07.08.2026
Sur les cailloux brillants
Sur les cailloux brillants j’ai glissé sans entrave
Le cerveau en cavale les pensées que l’on pave
De l’allure arrogante de l’enfant qui se sait
J’ai perdu la confiance – la foi – la panacée
Dans l’allée rayonnante j’ai fait du cœur épié
Le refuge tâtonnant des anges déliés
Dans l’étreinte d’un instant j’ai vu passer l’orage
Et mon regard sans pleur a lâché ses mots sages
Il faut se battre – je sais, on l’a dit. On répète
Aux enfants qu’on habille de rose, qu’on materne et apprête,
Qui annoncent en riant leurs peurs empoisonnées,
– Qu’il faut élever la voix pour se faire bien comprendre
– Qu’il faut travailler plus et durement et apprendre
Les manières attendues pour gagner d’avancer
J’ai tenté de graver parmi mes interstices
Les odeurs putréfiées de ces normes-malices ;
Ajouté des mots bleus à mes verbes de rage ;
Gommé l’effort luisant par de faux tatouages.

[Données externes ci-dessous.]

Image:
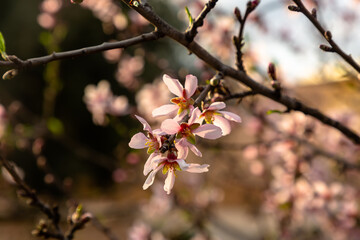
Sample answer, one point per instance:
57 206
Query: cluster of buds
79 218
169 145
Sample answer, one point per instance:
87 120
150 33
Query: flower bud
10 74
214 82
326 48
238 14
294 8
314 12
76 1
328 35
134 3
251 5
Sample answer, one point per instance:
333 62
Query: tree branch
27 192
192 31
326 34
15 62
291 103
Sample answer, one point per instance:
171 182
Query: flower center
183 103
152 143
208 116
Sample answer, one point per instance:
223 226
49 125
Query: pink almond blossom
186 132
212 115
169 165
183 103
151 141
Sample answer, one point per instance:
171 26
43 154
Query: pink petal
182 164
231 116
173 84
222 123
138 141
194 115
150 179
192 167
190 85
170 126
197 168
182 148
208 131
150 163
216 106
169 181
167 109
144 123
195 150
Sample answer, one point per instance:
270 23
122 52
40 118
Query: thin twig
51 213
291 103
199 21
327 35
239 40
18 63
240 96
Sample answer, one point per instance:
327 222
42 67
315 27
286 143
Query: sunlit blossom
183 103
169 164
213 115
185 132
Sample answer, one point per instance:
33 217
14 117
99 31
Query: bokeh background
274 177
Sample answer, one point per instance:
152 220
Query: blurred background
67 124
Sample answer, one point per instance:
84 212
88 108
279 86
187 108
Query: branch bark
18 63
291 103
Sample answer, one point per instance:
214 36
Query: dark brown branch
27 192
291 103
327 35
240 96
18 63
239 40
199 21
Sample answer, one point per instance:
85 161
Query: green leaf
191 20
274 111
55 126
2 47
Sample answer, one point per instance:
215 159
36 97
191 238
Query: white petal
190 85
150 179
119 106
182 164
138 141
197 168
144 123
194 115
169 181
231 116
216 106
208 131
149 164
167 109
182 148
170 126
222 123
174 85
195 150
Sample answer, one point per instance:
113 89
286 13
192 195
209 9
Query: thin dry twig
199 21
326 34
291 103
18 63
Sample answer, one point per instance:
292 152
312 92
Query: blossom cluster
169 145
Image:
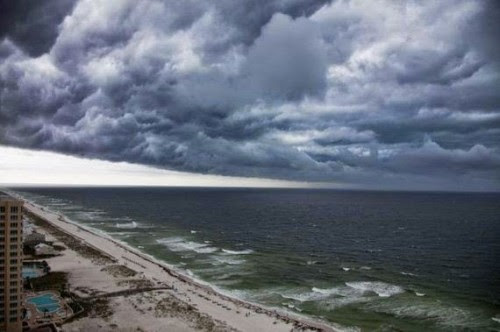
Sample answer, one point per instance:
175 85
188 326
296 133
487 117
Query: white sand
137 312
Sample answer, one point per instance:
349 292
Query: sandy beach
144 294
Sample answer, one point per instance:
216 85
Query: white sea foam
380 288
220 259
237 252
178 244
129 225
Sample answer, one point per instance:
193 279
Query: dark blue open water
372 260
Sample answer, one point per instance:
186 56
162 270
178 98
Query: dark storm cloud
33 24
377 94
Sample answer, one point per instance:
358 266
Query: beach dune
152 296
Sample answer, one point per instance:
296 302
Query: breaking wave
237 252
179 244
129 225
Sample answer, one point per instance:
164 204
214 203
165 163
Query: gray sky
361 94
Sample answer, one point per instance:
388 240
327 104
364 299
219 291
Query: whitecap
227 260
237 252
129 225
180 244
380 288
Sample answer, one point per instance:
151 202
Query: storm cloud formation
374 94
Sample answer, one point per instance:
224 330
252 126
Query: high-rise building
11 262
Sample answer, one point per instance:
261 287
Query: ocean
384 261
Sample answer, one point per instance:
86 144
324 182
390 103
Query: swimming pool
45 303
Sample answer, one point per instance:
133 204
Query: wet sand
164 299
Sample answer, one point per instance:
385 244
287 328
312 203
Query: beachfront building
11 262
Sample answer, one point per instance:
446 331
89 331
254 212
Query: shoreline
262 318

Je me maudis parfois comme on maudit la mer
D’emporter avec elle le songe et les colères
Que l’on sait pourtant justes et puis que l’on enterre
Face aux délires injustes de ces bouches adversaires
Et pourtant je le sais – j’ai entendu sa voix
L’enfant qui m’écoutait est là à chaque fois
Répète en m’ignorant depuis l’âge-poète
Que je suis différent – que je ne suis pas prête
De remplir en dedans et dehors et marchant
Le je qui s’imparfait du désir dominant
Dans un rêve j’ai compris – j’ai cru l’image fugace,
D’un revers de la main – le verre qui se casse :
Je ne reviendrai pas dans la nudité crasse.

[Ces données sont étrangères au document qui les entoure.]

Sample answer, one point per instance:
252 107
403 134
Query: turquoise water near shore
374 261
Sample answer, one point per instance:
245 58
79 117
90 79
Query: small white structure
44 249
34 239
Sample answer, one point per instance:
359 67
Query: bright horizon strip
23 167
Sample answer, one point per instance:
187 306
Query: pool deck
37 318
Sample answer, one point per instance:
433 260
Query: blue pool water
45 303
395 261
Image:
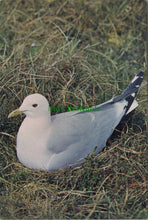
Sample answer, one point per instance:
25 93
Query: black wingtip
140 74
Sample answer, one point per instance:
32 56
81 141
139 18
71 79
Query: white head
34 105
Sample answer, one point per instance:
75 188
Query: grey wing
85 130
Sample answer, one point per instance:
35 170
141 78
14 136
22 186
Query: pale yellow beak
15 113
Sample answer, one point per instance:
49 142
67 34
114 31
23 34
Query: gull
48 142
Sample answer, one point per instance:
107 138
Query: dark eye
34 105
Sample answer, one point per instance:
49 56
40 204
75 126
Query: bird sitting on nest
51 142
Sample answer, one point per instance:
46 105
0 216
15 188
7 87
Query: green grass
79 53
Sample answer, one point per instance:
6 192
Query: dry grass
78 52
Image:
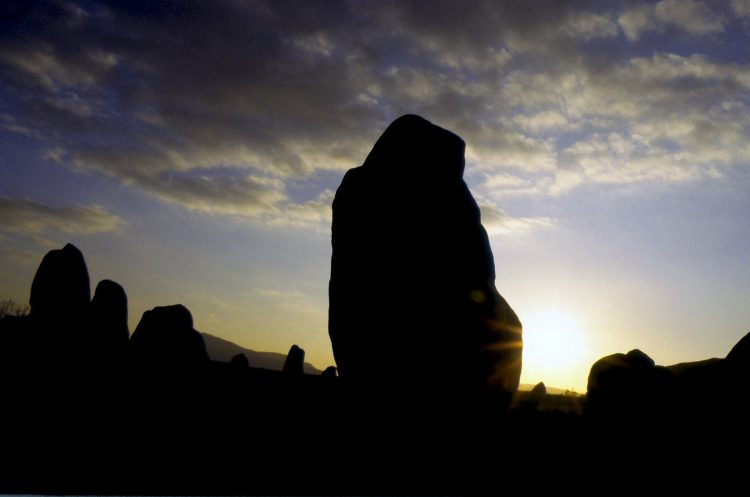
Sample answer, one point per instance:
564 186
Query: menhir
414 311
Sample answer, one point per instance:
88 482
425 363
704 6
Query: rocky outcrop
295 361
60 291
413 278
108 319
539 389
628 385
239 361
330 372
165 338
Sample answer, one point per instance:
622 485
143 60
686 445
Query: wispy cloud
219 106
28 217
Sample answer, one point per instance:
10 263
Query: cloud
220 107
22 216
691 16
498 222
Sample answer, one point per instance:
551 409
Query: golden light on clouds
554 349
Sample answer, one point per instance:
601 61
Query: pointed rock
295 361
413 303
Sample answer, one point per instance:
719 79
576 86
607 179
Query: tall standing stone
414 311
60 291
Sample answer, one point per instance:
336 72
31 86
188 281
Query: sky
191 150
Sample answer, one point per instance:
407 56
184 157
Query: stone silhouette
60 291
108 319
413 303
239 361
630 384
295 361
165 338
329 372
540 388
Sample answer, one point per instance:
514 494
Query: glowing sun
553 343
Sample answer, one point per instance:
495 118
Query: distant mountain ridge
526 387
223 350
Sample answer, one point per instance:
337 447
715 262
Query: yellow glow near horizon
554 349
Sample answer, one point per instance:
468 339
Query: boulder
108 319
539 389
295 361
239 361
60 291
330 372
413 309
165 338
631 385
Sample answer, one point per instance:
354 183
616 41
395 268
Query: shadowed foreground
429 355
153 415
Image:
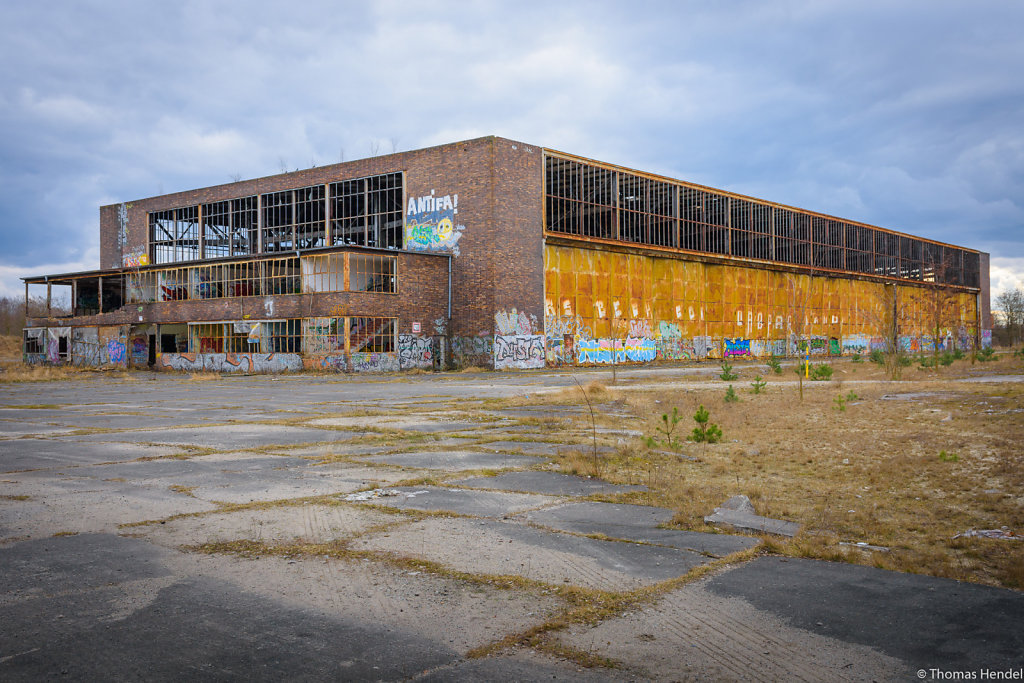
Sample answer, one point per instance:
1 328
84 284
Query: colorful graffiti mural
230 363
375 363
856 344
736 347
415 351
473 350
669 330
431 225
515 323
334 363
676 349
520 351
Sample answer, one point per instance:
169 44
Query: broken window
279 224
229 228
371 335
174 235
310 223
324 272
245 337
370 272
368 211
324 335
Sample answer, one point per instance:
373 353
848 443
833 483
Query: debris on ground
738 513
372 495
1004 534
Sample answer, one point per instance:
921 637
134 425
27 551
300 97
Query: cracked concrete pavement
158 527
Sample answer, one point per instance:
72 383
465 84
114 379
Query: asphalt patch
926 622
552 483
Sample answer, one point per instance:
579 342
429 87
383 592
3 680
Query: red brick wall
500 263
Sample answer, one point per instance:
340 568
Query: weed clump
727 375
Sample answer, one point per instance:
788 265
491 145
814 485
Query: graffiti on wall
472 349
676 349
519 351
736 347
910 344
638 349
431 225
640 328
135 258
415 351
595 350
375 363
855 344
515 323
560 326
230 363
328 363
116 351
669 330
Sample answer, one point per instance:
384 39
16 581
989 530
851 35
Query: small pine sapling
705 432
727 374
669 426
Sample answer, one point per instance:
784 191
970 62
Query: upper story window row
364 211
590 201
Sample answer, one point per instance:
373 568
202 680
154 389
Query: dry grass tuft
871 473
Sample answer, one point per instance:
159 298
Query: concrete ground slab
462 501
454 461
692 634
409 423
923 621
502 548
244 477
20 429
744 521
635 522
520 666
530 447
90 607
286 524
235 437
70 504
18 455
553 483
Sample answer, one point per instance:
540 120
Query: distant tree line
1009 314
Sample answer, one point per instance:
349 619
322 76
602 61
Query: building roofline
51 279
695 185
328 167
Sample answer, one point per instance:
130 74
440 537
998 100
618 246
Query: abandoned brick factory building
496 253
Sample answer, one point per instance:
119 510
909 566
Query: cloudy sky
905 115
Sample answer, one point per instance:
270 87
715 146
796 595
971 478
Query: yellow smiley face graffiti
444 229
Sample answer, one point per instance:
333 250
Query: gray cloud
903 115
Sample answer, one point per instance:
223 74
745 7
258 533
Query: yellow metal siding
692 308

J’irai dans les sentiers, pour peu que ça s’efface,
Et que j’oublie bien vite ces souvenirs de glace.
J’ai regardé, croisé, les sources et les cascades
De mots sanguinolents qui rougissent l’arcade,
Les histoires d’amours sauves, les images blafardes
Dans un pan de peau blême j’vais marcher très longtemps
Et cumuler des heurts et des atermoiements
On s’associe on cherche la bonne sensation
Jusqu’à frotter enfin contre la pierre froide
La carcasse rougie par les yeux qui regardent
On se surprend à dire que l’on est un garçon
C’est resté tout ce temps dans le placard grinçant
– Enfin sifflent gaiement le bois l’aube et l’enfant.